I always believed GHCJS, for obvious reasons, generated very slow JavaScript programs, compared to manually written and optimized code. When experimenting with it, though, I noticed it was not as bad as I expected. I decided to run a series of small benchmarks to get a grasp on the true performance, and this one in particular surprised me.
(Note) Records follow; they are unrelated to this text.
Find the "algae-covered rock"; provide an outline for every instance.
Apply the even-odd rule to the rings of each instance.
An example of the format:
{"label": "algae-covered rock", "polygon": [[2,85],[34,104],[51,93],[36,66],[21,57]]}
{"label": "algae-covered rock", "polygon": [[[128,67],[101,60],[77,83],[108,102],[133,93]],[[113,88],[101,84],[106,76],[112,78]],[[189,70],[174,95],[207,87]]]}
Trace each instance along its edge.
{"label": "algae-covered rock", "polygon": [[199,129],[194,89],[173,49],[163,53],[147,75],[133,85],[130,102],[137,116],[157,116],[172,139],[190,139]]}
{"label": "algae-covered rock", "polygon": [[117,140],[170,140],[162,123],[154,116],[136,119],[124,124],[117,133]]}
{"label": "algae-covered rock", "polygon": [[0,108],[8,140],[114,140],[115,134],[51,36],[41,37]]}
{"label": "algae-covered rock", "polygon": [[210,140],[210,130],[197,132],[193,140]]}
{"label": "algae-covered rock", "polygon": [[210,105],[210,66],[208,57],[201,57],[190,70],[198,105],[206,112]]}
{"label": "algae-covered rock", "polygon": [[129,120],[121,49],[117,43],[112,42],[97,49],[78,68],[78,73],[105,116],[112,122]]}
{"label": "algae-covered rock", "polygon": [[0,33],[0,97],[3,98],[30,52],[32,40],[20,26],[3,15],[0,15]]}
The program simply fills an array with "1"'s and add them up.
Haskell:
import Data.Array.Repa
len = 1024*1024*64
arr = fromFunction (Z :. len) (const 1) :: Array D DIM1 Float
main = sumAllP arr >>= print
JavaScript:
var len = 1024*1024*64
var arr = [];
var sum = 0;
for (var i=0; i<len; ++i)
arr[i] = 1;
for (var i=0; i<len; ++i)
sum += arr[i];
console.log(sum);
And a crude benchmark:
apple1$ ghcjs -O2 bench_fill.hs -funfolding-use-threshold10000 -funfolding-keeness-factor1000 -o bench_fill.js; time node bench_fill.js/all.js
Linking bench_fill.js (Main)
6.7108864e7
real 0m1.543s
user 0m1.512s
sys 0m0.033s
apple1$ time node benchfill.js
67108864
real 0m1.764s
user 0m1.173s
sys 0m0.583s
How can the GHCJS run faster than a slim, clean native for-loop? That shouldn't be possible considering the amount of boxings the generated code should be exposed to.